And with new access to markets on the other side of the mountains, locals envision planting yams, cassava, watermelons or bananas, which they could transport by truck.
“Our lives could become less burdensome,” said Bulol Donato, a member of the Agta, an indigenous group in the Sierra Madre.
But others fear that even as the road brings economic benefits — including tourism — it will put pressure on traditional ways of life and bring in outside ills. Palanan’s population of about 17,000 consists of the Agta, an ethnic group descended from the Philippines’ earliest inhabitants, who came to the archipelago 30,000 to 60,000 years ago; the Paranan, a group that arrived 4,000 years ago; and more recent arrivals.
Many Agta continue to live in huts made of branches and dried leaves as semi-nomadic hunter-gatherers, diving for octopus and lobster, spearing reef fish, trapping wild boar and hunting deer. For thousands of years, they have maintained friendly trade relationships with the Paranan and other migrants, trading fish and meat for rice and, more recently, for instant coffee, beer, crystal earrings, T-shirts and cotton dresses.
Arnold Alvarez, 53, an evangelical pastor in Palanan, worries that excitement over the road is obscuring the harsh reality that with the good will come the bad, particularly for the Agta. Their way of life “won’t survive the road,” he said. “It’s hard now, and it will be harder once the road comes.”
About 1,800 Agta live in the Sierra Madre, and since at least the start of the 20th century, their population has grown slowly. That leaves some anthropologists concerned that Agta culture is facing possible extinction — particularly as hunter-gatherer societies, which depend on forest and ocean products, are vulnerable to changes in their environment.
The Sierra Madre is susceptible to illegal logging and wildlife poaching, both of which are expected to worsen as the road makes the virgin forests and shores more accessible. And the arrival of migrants from surrounding provinces, drawn by open spaces and new economic opportunities, might leave the Agta vying for limited natural resources as the forest is cleared for farmland.
As an indigenous group, the Agta can apply to claim vast tracts of the Sierra Madre as their ancestral land, which they first did in 1997. Previous applications have failed, however, and the group’s most recent effort to secure land rights has been tied up in government bureaucracy for more than a decade.
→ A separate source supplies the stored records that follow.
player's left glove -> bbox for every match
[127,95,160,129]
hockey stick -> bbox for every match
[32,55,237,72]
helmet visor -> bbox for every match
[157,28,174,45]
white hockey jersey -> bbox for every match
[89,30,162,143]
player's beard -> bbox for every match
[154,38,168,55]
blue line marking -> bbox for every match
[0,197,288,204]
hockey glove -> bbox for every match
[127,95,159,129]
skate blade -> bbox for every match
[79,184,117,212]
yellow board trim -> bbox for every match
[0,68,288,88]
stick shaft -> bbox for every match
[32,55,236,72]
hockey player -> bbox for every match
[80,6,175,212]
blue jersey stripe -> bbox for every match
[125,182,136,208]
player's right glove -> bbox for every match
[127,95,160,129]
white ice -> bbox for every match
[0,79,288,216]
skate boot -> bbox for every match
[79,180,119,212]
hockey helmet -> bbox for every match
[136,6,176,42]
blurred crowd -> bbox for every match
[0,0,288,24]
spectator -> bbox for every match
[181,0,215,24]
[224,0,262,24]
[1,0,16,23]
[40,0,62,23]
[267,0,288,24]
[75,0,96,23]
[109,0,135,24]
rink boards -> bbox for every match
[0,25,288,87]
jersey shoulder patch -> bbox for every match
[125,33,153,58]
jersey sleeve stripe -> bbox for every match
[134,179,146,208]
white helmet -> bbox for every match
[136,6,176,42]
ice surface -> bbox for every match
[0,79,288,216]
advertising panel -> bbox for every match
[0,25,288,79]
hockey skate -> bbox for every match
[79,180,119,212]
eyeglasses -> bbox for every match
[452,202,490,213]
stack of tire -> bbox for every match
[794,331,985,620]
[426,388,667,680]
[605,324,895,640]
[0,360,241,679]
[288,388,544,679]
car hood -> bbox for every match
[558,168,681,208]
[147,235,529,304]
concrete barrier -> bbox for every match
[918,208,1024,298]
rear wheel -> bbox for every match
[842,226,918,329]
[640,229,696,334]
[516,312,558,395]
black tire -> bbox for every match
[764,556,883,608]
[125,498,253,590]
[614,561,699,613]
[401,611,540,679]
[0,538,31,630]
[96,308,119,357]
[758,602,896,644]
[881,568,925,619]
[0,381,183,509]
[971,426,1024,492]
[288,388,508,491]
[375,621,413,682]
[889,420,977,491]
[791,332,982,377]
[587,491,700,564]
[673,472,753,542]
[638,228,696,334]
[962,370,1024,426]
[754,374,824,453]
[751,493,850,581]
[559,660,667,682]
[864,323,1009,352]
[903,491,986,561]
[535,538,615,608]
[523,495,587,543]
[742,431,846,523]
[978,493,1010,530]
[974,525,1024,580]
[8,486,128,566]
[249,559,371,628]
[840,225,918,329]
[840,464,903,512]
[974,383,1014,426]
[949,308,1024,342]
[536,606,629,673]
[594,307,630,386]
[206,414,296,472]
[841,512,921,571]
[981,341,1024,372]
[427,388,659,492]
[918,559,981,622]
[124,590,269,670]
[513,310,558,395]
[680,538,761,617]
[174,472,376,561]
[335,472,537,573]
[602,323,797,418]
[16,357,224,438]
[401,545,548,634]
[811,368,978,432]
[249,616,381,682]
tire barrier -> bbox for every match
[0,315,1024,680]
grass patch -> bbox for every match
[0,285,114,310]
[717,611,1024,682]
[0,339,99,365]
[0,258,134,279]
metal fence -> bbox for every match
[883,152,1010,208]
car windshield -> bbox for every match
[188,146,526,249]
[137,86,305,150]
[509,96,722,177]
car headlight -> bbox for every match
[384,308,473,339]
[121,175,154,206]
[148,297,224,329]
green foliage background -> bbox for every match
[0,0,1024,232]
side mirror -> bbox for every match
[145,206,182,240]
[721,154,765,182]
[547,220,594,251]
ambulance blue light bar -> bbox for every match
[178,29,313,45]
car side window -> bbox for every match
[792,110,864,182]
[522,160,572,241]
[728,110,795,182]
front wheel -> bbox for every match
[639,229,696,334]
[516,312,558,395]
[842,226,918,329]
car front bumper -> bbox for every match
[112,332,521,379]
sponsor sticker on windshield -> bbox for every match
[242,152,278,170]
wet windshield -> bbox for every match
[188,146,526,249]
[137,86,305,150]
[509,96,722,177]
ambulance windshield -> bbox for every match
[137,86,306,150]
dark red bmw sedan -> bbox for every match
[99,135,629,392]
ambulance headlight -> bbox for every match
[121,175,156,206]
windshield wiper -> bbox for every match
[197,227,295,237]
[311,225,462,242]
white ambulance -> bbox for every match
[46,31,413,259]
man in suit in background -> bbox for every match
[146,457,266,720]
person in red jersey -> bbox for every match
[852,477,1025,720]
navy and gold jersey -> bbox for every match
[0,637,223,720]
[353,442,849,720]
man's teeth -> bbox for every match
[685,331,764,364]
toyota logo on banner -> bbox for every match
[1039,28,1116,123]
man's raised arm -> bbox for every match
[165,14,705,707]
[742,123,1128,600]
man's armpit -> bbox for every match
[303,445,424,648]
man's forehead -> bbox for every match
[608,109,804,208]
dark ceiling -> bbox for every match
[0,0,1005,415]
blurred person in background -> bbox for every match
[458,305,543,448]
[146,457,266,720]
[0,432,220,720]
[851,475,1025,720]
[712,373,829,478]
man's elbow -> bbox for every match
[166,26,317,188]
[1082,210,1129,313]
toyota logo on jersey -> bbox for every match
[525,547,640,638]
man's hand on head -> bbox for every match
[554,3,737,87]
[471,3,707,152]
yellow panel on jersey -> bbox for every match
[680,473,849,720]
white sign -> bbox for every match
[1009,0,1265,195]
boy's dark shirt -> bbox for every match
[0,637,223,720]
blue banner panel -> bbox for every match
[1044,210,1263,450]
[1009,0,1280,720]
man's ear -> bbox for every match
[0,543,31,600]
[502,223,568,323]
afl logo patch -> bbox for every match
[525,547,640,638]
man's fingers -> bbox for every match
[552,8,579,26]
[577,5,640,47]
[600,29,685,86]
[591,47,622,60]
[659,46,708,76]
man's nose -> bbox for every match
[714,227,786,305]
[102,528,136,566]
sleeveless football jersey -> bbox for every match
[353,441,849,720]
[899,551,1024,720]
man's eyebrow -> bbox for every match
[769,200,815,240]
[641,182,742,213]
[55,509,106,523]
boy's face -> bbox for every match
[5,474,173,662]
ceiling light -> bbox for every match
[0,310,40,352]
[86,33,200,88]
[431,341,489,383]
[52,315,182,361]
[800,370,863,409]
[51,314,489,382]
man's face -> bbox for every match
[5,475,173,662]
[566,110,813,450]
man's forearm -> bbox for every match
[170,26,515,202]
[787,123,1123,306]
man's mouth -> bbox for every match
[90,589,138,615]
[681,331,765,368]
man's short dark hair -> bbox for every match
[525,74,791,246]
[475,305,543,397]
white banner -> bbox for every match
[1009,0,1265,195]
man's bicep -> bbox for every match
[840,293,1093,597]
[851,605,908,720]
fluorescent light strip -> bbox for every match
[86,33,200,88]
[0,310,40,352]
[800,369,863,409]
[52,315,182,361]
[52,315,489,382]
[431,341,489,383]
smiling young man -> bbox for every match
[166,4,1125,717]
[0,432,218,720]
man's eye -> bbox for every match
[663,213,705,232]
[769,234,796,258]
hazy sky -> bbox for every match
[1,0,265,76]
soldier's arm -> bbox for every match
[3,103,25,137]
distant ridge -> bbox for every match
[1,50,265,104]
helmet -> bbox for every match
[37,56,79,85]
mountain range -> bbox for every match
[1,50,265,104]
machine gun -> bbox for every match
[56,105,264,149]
Without legal rights to the land, the Agta risk having it claimed by others.
In Palanan, which the town’s mayor said was visited by nearly 300 Filipino tourists and a dozen foreign tourists last year, emerald jungles are laced with clear streams that empty into the dense slate blue of the Pacific. Wide beaches are crisscrossed by hermit crabs in extravagant shells, and vibrant coral reefs are visible through pristine waters.
The beauty of the coast has not escaped the notice of developers, hoping to attract more tourists. Last year in Dimasalansan, an area of white sand and rugged rocky outcroppings, the Agta who lived there were told that a resort would be built in anticipation of the road, and the government asked them to leave. Some were given cement houses in the town, though many continue to live on huts by the beach, closer to their foraging.
Dedi Malacasta, 60, an Agta pastor who has lived in Dimasalansan, said that when the mayor asked locals to leave, they did so without a fight. Nevertheless, he said, “We don’t want our own land grabbed away from us.”
Renée Hagen, a Dutch anthropologist with the University of California, Los Angeles, who studies Agta in the Sierra Madre, said the group had long acquiesced to the decisions of government officials.
“It’s very difficult for them to oppose anything,” she said. “They feel that they don’t have say in local issues, and in practice they don’t really.”